Jacqueline couldn’t help but smile.
Sarah wasn’t really her aunt, of course. It had become a thing between the older woman and the younger. A joke, but not really. Both had discovered they quite liked the idea that they were family.
In that laugh, in that moment, no dark thing existed. But then the mist of laughter dissipated and it reappeared.
And her mind went to Anton.
Tante or not, if she didn’t learn to make baguette, Sarah would eventually have to fire her ass. Replace her with someone who could.
And then she’d lose Anton.
Jacqueline threw out the overworked dough and started again. Her fourth try that day, and it wasn’t yet noon.
*
Armand and Reine-Marie had returned home.
She was in the living room, going through a box from the archives.
Armand had fed the photocopy he’d made of the original cobrador into the scanner and emailed it off to Jean-Guy. He’d received a slightly rude reply, asking if he was bored. Or drunk.
Gamache had picked up the phone and called. Getting his daughter Annie first, who handed the phone off to Jean-Guy.
“What’s with the weird photos, patron?” he asked.
Gamache could hear chewing and imagined Jean-Guy with a huge sandwich, like Dagwood. A reference that would be lost on his son-in-law.
When he’d explained, Jean-Guy, his mouth no longer clogged with food, said, “I’ll get right back to you.”
And Gamache knew he meant it.
He’d known Jean-Guy long before he’d become his son-in-law, having hired Agent Beauvoir away from a dead-end job guarding evidence. He’d taken a young man no one else wanted and made him an inspector in homicide, to everyone’s surprise.

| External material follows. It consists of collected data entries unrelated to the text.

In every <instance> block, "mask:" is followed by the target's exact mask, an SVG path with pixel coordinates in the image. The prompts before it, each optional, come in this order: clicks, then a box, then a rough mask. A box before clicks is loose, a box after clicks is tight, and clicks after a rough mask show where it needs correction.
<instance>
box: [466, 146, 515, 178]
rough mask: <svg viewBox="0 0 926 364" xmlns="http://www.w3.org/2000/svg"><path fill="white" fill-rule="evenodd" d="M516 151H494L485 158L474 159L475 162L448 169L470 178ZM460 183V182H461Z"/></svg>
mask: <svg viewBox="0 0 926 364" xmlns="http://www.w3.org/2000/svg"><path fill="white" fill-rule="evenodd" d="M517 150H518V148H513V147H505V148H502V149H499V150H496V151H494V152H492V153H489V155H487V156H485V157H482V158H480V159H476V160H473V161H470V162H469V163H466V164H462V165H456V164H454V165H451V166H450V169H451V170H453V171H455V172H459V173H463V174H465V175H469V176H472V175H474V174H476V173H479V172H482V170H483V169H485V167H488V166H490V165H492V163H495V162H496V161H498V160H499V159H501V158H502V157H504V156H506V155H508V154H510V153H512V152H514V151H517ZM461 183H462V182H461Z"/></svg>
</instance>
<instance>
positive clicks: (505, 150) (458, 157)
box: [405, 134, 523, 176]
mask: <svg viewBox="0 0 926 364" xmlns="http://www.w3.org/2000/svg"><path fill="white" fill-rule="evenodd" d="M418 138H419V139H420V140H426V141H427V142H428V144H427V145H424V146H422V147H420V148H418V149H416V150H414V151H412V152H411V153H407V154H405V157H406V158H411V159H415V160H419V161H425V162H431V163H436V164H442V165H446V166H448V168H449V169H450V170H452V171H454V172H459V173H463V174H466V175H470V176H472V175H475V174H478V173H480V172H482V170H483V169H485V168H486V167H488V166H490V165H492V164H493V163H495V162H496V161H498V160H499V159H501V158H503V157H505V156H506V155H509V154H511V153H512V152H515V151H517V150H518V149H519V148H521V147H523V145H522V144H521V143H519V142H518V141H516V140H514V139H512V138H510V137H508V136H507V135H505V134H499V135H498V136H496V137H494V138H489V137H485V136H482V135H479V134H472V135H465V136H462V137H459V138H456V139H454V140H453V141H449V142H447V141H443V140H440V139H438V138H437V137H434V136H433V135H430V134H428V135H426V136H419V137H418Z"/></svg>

But it had seemed natural, to Gamache. He barely had to think about it.
They were chief and agent. Patron and protégé. They were the head and the heart. Now father-in-law and son-in-law. Father and son.

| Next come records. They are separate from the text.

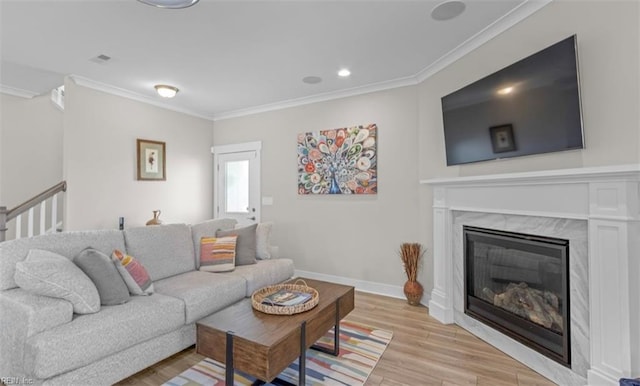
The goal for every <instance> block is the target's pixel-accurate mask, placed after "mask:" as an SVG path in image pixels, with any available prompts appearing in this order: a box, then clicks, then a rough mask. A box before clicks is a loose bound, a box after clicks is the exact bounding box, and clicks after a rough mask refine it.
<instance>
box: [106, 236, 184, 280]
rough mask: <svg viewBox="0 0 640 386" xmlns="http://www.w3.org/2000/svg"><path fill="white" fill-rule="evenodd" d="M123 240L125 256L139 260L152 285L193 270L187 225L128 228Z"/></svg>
mask: <svg viewBox="0 0 640 386" xmlns="http://www.w3.org/2000/svg"><path fill="white" fill-rule="evenodd" d="M124 240H125V245H126V248H127V249H126V252H127V254H128V255H131V256H135V258H136V259H138V260H140V263H142V265H144V267H145V268H146V269H147V272H149V276H151V279H152V280H153V281H156V280H160V279H164V278H166V277H169V276H174V275H178V274H180V273H184V272H188V271H193V270H195V269H196V262H195V261H196V259H195V254H194V248H193V240H192V239H191V229H190V228H189V227H188V226H187V225H184V224H170V225H158V226H150V227H141V228H131V229H127V230H125V231H124ZM109 253H111V252H109Z"/></svg>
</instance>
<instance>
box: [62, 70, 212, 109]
mask: <svg viewBox="0 0 640 386" xmlns="http://www.w3.org/2000/svg"><path fill="white" fill-rule="evenodd" d="M69 78H70V79H71V80H73V82H74V83H75V84H77V85H80V86H83V87H87V88H90V89H93V90H97V91H102V92H105V93H107V94H112V95H117V96H120V97H123V98H128V99H132V100H135V101H138V102H142V103H146V104H149V105H153V106H156V107H161V108H163V109H167V110H172V111H176V112H179V113H183V114H187V115H191V116H194V117H197V118H203V119H206V120H212V117H210V116H208V115H205V114H202V113H200V112H196V111H192V110H189V109H184V108H180V107H176V106H173V105H170V104H168V103H162V102H159V101H157V100H155V99H152V98H149V97H146V96H144V95H142V94H138V93H135V92H132V91H129V90H125V89H123V88H119V87H115V86H111V85H108V84H106V83H102V82H98V81H95V80H92V79H89V78H85V77H83V76H79V75H73V74H72V75H69Z"/></svg>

They had been thrown together, joined together, it seemed, for this lifetime, and many past.
One evening, during a dinner at Clara’s, they’d all got to talking about life. And death. And the afterlife.
“There’s a theory,” said Myrna. “Not sure if it’s Buddhist or Taoist or what, that says that there are certain people we meet time and again, in different lifetimes.”
“I believe it’s ridiculous-ist,” said Ruth.
“The same dozen or so people,” Myrna continued, running over the verbal speed bump that was the old poet. “But in different relationships. In this life you might be partners,” she looked at Gabri and Olivier, “but in another life you were brothers, or husband and wife, or father and son.”
“Wait a minute,” said Gabri. “Are you saying that Olivier might’ve once been my father?”